Sorry my first post is about gross bodily functions, but you have to start somewhere, right?
***********

Our bodies often speak to us, but we're not always very good at listening.

Today my body shouted. It wolf-whistled at close range and then exploded in a tantrum of frustration. It yelled, "STOP! SIT DOWN, SHUT THE F#$% UP AND LISTEN TO ME." And, as you might expect, I didn't have a choice.

First, it went for the jugular. I got a sore throat, and it hurt to talk and swallow and breathe. 

Then it took out the nerve center by delivering a pounding headache, which turned into a migraine. I fired back with a round of potent meds and the headache subsided. I had this under control.

But neurons still weren't firing like they should. My head was fuzzy, and I started to forget things, mess things up. I saved over an important document at work and couldn't recover it. While I was fumbling and disoriented, the next wave struck like a tsunami: massive head congestion. 

I couldn't breathe, everything was heavy, snot everywhere. You could hear me losing the battle every time I tried to speak. I grasped for office tissues, whose sandpapery consistency left me looking like Rudolph after three blows. Every part of my face seemed swollen - nose, eyes, temples...

Oh, and a zit the size of Mt. Fuji had erupted at the corner of my mouth.

I grossed everyone out at an interdepartmental meeting with all the loud, juicy nose blowing. The guy on speaker phone was singing silent praise that he, at least, was insulated from the vast plumes of germs that filled the air with every uncontrollable sneeze. 

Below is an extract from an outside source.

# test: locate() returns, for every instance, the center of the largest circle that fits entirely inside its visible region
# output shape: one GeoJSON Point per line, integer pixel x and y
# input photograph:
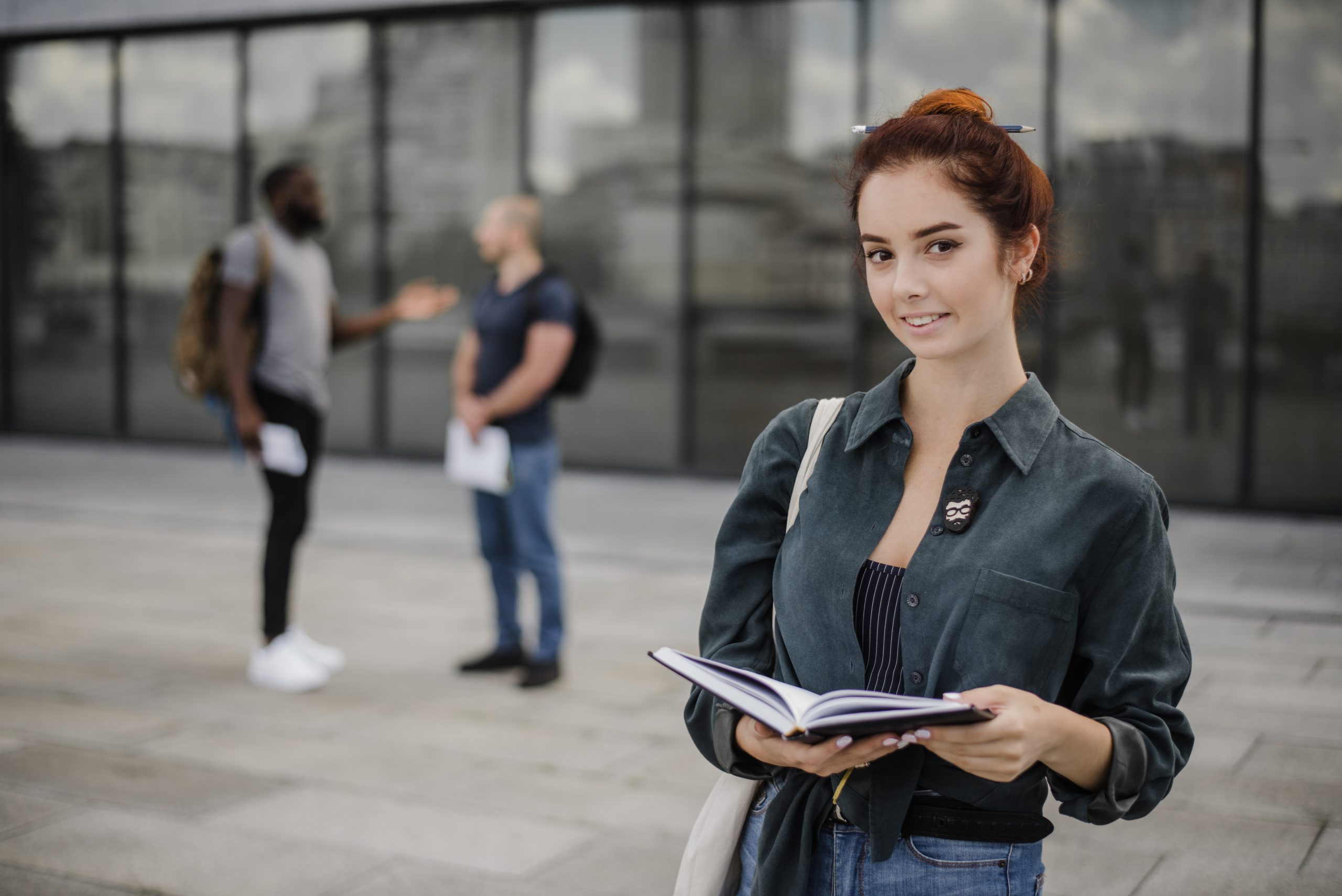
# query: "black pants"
{"type": "Point", "coordinates": [289, 505]}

Yes, the sneezing. Perhaps it was exacerbated by the poorly-constructed tissues, but the episodes had reached beyond the powers of any antihistamine to contain. Each sneeze was bigger and more mucus-laden than the last. Like some nightmarish negative feedback loop, one led to the next led to the next and I grew rather awed at the ability of my body to produce mucus at such a rate.

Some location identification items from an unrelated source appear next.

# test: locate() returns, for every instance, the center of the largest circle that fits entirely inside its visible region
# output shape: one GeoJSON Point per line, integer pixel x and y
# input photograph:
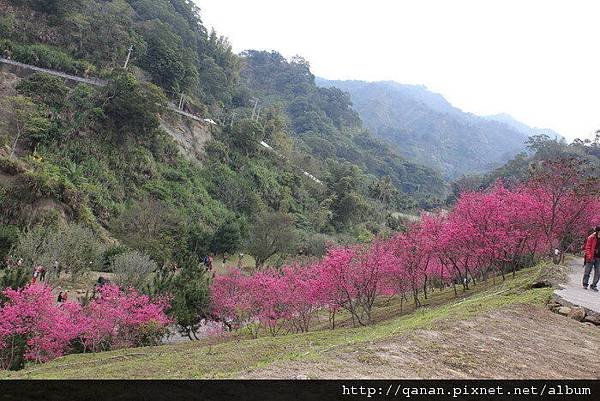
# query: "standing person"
{"type": "Point", "coordinates": [592, 260]}
{"type": "Point", "coordinates": [36, 273]}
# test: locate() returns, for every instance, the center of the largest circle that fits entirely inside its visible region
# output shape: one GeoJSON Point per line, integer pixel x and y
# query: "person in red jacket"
{"type": "Point", "coordinates": [592, 260]}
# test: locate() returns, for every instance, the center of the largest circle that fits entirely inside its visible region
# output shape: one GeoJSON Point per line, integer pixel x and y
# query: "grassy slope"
{"type": "Point", "coordinates": [232, 357]}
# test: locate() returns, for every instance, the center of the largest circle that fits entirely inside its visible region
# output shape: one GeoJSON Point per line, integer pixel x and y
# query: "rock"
{"type": "Point", "coordinates": [564, 310]}
{"type": "Point", "coordinates": [577, 313]}
{"type": "Point", "coordinates": [593, 318]}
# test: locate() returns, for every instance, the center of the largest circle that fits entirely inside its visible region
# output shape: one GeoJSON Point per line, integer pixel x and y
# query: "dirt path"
{"type": "Point", "coordinates": [572, 290]}
{"type": "Point", "coordinates": [521, 342]}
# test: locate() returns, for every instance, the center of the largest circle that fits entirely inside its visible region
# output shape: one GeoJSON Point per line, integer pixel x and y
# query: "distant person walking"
{"type": "Point", "coordinates": [592, 260]}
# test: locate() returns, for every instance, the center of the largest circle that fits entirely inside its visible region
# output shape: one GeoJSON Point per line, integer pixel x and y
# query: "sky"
{"type": "Point", "coordinates": [537, 60]}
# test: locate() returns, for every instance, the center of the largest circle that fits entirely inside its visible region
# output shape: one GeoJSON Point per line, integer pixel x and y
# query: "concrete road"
{"type": "Point", "coordinates": [572, 291]}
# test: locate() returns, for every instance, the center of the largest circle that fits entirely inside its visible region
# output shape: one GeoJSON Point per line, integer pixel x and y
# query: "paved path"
{"type": "Point", "coordinates": [573, 292]}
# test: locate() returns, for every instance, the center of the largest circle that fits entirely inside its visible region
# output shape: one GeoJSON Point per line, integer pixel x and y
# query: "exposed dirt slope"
{"type": "Point", "coordinates": [520, 342]}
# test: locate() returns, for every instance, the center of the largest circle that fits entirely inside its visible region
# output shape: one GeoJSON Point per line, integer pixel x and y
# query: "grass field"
{"type": "Point", "coordinates": [237, 356]}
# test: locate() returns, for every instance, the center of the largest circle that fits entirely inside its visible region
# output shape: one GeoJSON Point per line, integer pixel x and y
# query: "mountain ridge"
{"type": "Point", "coordinates": [429, 130]}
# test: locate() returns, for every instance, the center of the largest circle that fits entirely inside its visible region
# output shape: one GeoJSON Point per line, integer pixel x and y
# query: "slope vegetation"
{"type": "Point", "coordinates": [502, 331]}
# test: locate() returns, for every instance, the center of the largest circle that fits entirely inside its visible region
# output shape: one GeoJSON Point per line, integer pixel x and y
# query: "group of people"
{"type": "Point", "coordinates": [591, 260]}
{"type": "Point", "coordinates": [39, 273]}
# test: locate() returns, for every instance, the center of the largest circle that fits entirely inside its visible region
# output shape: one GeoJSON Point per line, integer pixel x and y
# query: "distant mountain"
{"type": "Point", "coordinates": [429, 130]}
{"type": "Point", "coordinates": [524, 128]}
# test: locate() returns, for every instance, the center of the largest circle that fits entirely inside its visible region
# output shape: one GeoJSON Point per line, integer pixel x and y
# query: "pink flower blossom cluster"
{"type": "Point", "coordinates": [486, 233]}
{"type": "Point", "coordinates": [34, 328]}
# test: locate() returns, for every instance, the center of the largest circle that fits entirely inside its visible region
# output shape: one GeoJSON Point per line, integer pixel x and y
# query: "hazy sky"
{"type": "Point", "coordinates": [538, 60]}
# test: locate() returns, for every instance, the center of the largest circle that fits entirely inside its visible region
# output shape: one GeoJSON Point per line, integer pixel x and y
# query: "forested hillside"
{"type": "Point", "coordinates": [100, 158]}
{"type": "Point", "coordinates": [429, 130]}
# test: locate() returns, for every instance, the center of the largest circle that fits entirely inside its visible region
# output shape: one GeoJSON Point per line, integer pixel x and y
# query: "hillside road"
{"type": "Point", "coordinates": [572, 291]}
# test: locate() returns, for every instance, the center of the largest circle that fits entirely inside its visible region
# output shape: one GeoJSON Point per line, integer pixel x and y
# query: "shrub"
{"type": "Point", "coordinates": [132, 269]}
{"type": "Point", "coordinates": [9, 234]}
{"type": "Point", "coordinates": [120, 319]}
{"type": "Point", "coordinates": [33, 328]}
{"type": "Point", "coordinates": [73, 246]}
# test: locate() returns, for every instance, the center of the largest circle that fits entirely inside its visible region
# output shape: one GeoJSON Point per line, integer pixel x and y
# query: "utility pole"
{"type": "Point", "coordinates": [128, 57]}
{"type": "Point", "coordinates": [258, 113]}
{"type": "Point", "coordinates": [255, 106]}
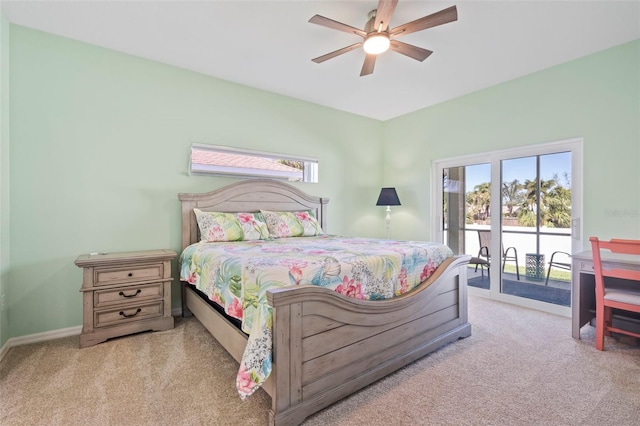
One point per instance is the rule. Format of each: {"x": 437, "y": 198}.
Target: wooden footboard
{"x": 327, "y": 346}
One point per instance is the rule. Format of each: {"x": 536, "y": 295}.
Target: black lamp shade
{"x": 388, "y": 197}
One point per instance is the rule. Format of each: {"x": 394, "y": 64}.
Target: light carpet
{"x": 519, "y": 367}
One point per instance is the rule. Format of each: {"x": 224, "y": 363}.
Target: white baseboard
{"x": 39, "y": 337}
{"x": 54, "y": 334}
{"x": 4, "y": 350}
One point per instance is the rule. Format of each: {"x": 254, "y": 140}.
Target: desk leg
{"x": 583, "y": 301}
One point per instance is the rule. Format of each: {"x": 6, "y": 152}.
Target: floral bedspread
{"x": 237, "y": 275}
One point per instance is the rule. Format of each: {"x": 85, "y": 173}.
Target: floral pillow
{"x": 292, "y": 224}
{"x": 217, "y": 226}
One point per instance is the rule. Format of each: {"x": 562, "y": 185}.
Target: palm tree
{"x": 535, "y": 199}
{"x": 512, "y": 195}
{"x": 480, "y": 201}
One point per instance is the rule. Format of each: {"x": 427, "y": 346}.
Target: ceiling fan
{"x": 378, "y": 38}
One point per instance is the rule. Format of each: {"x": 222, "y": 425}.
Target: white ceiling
{"x": 269, "y": 44}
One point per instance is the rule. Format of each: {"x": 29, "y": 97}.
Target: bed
{"x": 326, "y": 345}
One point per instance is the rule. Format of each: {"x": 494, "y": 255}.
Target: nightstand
{"x": 125, "y": 293}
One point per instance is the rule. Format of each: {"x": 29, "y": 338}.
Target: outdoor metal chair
{"x": 624, "y": 295}
{"x": 484, "y": 255}
{"x": 562, "y": 264}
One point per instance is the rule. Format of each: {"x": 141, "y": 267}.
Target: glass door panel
{"x": 466, "y": 211}
{"x": 536, "y": 218}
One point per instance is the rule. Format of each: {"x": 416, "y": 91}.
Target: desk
{"x": 583, "y": 288}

As I drained tissue boxes and traded phone calls about the interview I was supposed to be conducting, I had one of those unmistakable twinges of twisting, halting pain in my lower abdomen. But I wrote the cramp off as sneeze-induced. The interview was cancelled. I went to the bathroom to relieve my bladder of the pressure from a liter's worth of tea only to confirm that yes, I was indeed bleeding. 

It felt like my body was one big hemorrhage. With an email titled "Going home for the greater good," I left the office. As I sat on the train, I prayed that the parents who'd taken their children for a midday outing would forgive me for contaminating everything around me. I'd stuffed my pockets with tissues, but it wasn't enough to make it home. As I stepped off the train, I was possessed by a demon sneeze that shot forth violently and was caught only by my bare hands. I'd been slimed, Ghost Busters style.

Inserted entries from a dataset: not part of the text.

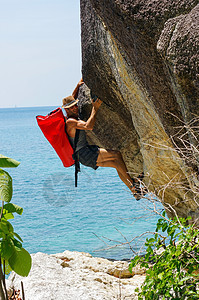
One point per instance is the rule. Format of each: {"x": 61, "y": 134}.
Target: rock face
{"x": 141, "y": 58}
{"x": 77, "y": 275}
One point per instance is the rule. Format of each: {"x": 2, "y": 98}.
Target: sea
{"x": 99, "y": 216}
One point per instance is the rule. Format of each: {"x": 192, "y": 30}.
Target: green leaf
{"x": 161, "y": 275}
{"x": 7, "y": 249}
{"x": 8, "y": 216}
{"x": 12, "y": 208}
{"x": 20, "y": 262}
{"x": 17, "y": 243}
{"x": 5, "y": 186}
{"x": 6, "y": 226}
{"x": 7, "y": 268}
{"x": 18, "y": 236}
{"x": 6, "y": 162}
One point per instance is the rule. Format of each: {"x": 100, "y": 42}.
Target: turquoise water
{"x": 57, "y": 216}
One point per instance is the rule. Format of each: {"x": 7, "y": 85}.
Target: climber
{"x": 92, "y": 155}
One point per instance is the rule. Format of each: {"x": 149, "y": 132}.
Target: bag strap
{"x": 77, "y": 164}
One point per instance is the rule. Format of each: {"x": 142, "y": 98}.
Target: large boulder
{"x": 141, "y": 58}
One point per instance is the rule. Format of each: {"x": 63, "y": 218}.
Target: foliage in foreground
{"x": 12, "y": 255}
{"x": 173, "y": 273}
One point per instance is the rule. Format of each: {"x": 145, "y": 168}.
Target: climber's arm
{"x": 85, "y": 125}
{"x": 76, "y": 90}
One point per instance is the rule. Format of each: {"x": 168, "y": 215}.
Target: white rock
{"x": 76, "y": 276}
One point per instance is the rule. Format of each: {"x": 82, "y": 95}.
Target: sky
{"x": 40, "y": 51}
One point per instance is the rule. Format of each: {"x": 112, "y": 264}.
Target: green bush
{"x": 173, "y": 271}
{"x": 12, "y": 255}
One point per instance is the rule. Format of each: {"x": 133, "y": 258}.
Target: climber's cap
{"x": 69, "y": 101}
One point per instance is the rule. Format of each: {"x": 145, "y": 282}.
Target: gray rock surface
{"x": 141, "y": 59}
{"x": 77, "y": 275}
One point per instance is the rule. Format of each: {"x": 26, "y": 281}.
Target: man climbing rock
{"x": 92, "y": 155}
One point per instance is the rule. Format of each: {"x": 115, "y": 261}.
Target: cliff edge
{"x": 141, "y": 59}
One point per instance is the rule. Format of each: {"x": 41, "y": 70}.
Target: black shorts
{"x": 88, "y": 156}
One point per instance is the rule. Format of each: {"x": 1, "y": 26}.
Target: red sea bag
{"x": 54, "y": 129}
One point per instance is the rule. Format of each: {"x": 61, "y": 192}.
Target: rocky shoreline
{"x": 77, "y": 275}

I curled my disease-infested hands into ecto-fists and walked out into the glaring sunshine. In the fresh light, I noticed that there was a long snot stream down the front of my skirt, and another on my jacket. I was reminded of a man I saw on the subway once who had a twelve inch booger hanging from his nose and made no effort to remove it. He was not in a good place that day, and today I was not much better off. At a certain point, there is nothing left to do but surrender control.

I entered my quarantine, changed clothes, made soup, hit the couch. I am listening, dear body. I hear you loud and clear, and I'm not fighting anymore. Now what was it you were trying to tell me?